Migrating to the new service was easier than I expected, mainly due to rclone: a free-software utility for copying data between a wide variety of data sources, including all the S3 options. The right way to do this is to install it on a well-connected server, as it needs to transfer data from the source to the computer it is running on, and then onto the destination (so running over a home internet connection might not have enough bandwidth).
However, even if I wasn’t being crushed by the bill, all that data transfer would be wasteful, if it’s not really being used.
Reducing the Traffic?
So, second, I investigated how I might encourage the bots not to download all those LFS files. A query to the Gitea Discord channel brought up the suggestion using robots.txt.
I’ve always regarded robots.txt with a bit of skepticism, since there’s no enforcement of the rules, and it is (wrongly, IMHO) based on “opt-out” rather than “opt-in” (which means the file itself tells a potential attacker where to attack). This is of course, thinking of the search engines as adversaries.
However, this is actually doing them a service as well: there’s not much to be gained for search engines to download the large media files. They can’t do much with them, anyway, and the summary page contains the relevant information for web searches.
It turns out that adding a robots.txt file is as simple as putting the file in the “custom” / “CustomPath” directory for your Gitea installation, and the following robots.txt file appears to do what I needed:
User-agent: * Disallow: /*/media/*
This matches all of the links going into the LFS S3 storage from Gitea.
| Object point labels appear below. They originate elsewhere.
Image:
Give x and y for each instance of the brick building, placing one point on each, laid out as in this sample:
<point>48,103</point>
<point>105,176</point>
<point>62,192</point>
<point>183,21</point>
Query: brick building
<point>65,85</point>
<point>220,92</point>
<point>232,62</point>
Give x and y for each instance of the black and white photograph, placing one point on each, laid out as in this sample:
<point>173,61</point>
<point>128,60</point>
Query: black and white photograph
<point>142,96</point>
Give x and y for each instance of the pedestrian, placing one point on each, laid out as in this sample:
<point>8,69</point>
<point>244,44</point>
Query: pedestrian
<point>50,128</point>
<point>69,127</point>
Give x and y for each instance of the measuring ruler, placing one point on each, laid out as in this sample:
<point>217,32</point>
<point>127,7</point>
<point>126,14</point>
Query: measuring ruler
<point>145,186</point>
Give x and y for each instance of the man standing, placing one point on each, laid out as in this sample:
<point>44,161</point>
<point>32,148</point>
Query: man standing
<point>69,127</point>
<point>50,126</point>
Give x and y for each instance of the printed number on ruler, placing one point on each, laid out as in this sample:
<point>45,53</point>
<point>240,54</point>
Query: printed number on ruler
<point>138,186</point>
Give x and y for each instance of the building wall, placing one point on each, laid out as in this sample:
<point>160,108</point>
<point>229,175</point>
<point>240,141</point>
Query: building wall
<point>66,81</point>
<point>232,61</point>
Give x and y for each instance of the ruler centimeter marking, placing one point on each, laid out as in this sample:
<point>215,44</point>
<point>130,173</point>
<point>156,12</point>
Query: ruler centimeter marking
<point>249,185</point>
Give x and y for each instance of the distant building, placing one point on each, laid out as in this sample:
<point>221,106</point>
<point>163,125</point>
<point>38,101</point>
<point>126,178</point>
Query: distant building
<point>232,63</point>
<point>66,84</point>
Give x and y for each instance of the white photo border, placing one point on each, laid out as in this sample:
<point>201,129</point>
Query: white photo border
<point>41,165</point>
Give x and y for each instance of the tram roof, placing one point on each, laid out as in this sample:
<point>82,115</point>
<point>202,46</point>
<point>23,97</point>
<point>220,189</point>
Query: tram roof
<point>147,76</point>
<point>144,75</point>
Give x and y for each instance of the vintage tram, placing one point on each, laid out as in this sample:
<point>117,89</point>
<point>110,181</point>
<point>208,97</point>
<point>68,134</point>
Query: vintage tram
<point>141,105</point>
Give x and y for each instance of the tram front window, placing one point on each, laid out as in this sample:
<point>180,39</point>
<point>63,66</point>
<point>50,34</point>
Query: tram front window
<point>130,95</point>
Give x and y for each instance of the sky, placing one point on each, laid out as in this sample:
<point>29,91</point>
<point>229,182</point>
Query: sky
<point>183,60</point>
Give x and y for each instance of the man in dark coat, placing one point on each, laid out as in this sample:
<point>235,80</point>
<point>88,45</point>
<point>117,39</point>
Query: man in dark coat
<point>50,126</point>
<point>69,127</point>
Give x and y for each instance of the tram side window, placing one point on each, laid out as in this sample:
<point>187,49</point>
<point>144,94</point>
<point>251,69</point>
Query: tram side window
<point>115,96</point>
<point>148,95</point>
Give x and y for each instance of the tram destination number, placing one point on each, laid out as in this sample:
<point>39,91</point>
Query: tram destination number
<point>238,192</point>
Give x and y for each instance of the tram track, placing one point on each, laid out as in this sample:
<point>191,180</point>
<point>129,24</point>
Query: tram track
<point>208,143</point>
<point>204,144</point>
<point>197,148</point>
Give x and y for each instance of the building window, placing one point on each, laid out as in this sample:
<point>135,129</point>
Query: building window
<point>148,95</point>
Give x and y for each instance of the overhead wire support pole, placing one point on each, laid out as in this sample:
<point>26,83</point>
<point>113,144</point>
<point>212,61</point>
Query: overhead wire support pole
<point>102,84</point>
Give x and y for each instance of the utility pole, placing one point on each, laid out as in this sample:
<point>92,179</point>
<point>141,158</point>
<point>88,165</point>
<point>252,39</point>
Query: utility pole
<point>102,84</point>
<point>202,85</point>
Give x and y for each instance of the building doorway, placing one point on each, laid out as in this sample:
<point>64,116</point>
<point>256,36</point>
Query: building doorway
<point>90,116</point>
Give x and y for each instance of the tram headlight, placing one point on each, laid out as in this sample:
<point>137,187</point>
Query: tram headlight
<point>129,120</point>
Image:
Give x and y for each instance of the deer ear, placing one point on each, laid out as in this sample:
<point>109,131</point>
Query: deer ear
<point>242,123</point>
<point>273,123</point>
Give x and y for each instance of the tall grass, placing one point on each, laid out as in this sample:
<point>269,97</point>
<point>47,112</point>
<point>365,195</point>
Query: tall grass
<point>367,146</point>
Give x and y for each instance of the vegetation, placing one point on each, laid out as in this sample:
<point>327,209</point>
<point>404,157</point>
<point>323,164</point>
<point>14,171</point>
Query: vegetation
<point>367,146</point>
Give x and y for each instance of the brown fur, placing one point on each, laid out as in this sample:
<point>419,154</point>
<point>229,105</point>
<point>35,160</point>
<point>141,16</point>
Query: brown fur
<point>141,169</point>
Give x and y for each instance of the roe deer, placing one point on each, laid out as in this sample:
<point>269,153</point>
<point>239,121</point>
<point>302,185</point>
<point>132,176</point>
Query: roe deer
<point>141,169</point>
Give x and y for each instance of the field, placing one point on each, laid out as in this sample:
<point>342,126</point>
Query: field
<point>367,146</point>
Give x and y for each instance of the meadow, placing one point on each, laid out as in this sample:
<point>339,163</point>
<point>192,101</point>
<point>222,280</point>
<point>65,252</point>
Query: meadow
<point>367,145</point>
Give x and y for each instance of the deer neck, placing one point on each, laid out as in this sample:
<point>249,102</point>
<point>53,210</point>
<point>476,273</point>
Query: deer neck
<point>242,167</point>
I was able to verify this using a robots.txt validator.
Will It Work?
Having completed both of these changes, only time will tell if I’ve successfully dealt with the problem. I’ll need to run with Backblaze awhile to reassure myself that it’s stable enough, but I’ll likely transfer my other S3 data over to it and close out the AWS account. Since I’m already paying for a terabyte of storage with the $5/month minimum, this won’t cost much of anything, and it’ll eliminate the bill to Amazon.
But I want to be sure before I do that.
As for whether the bots play nice with the new robots.txt in place, I’ll have to keep an eye on the statistics from the new site (once I find out how to get them).
But either way, it’s clear the transfer charges from Amazon would be a problem if my PeerTube site takes off as I hope it will. It would be silly not to plan for that.